Hardy would like to see that change, particularly in Grand Rapids, where a recently adopted Complete Streets resolution assures that future transportation projects consider all user groups, including pedestrians, cyclists, transit riders, people in wheelchairs and motor vehicles.
“The city is already on board,” he said. “It just needs to learn how to do it.”
Learning from the best
This summer, Hardy decided to offer some help by researching two of the cities that do it best: Amsterdam and Copenhagen.
Thanks to a Calvin Alumni Association grant, Hardy spent a week in each city—on a bike—experiencing and documenting the urban bicycle infrastructure.
Copenhagen, awarded the first Bike City award by the International Cycling Union, and Amsterdam are far advanced in this effort, Hardy said. “They are state of the art and represent the next stage for American cities.”
In fact, 55 percent of Copenhagen residents bike to work or school, for a total of 745,645 miles logged per day, and there are more bikes in the city than people. In Amsterdam, an equal number of people bike and drive to work.
While biking around the city, Hardy measured and documented the width and type of bike paths (different than a bike lane, more like an addition to the sidewalk and offering a buffer from road traffic); noted the traffic signals, which accommodate bikers; and spoke with key city officials and biking advocates.
“What I learned is that building a biking community doesn’t depend on idealism,” he said. “It’s more about the infrastructure and making it easier and more efficient. A study in Copenhagen showed that 99 percent of the people who ride do so because it is easier, less costly, more convenient and practical. If you do it right it just makes sense.”
Hardy realizes that there is an attitudinal shift that has to happen before biking can gain wide acceptance, but believes Grand Rapids is the place for that to occur.
“More cities are getting on the bandwagon, and Grand Rapids already has a reputation for being green,” he said. “This is one more component in that category.”
Besides the practical considerations though, Hardy believes that as Christians we have a responsibility to bring about a world that reflects God’s values. “I think an initiative like this reflects that,” he said. “Creating cities with healthy lifestyles that are better for the environment and promote mobility for all should be our goal.
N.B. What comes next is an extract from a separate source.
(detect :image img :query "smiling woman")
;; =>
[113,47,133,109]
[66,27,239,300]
Promoting kingdom values is what Calvin is all about and why we should care.”
As a Calvin professor, Hardy also considers the student population. “I think about my students who commute by bike and feel like they deserve a safer riding environment. A lot of students and people who are on fixed incomes can’t afford cars.
“For me it’s also a matter of social justice. Why should we build roads so that only those who can afford cars can get around?”
Hardy will present his findings to the design team for the city of Grand Rapids, comprised of city planners and engineers, in mid-September. He is also making his presentation available to other groups who may be interested in learning more about Complete Streets.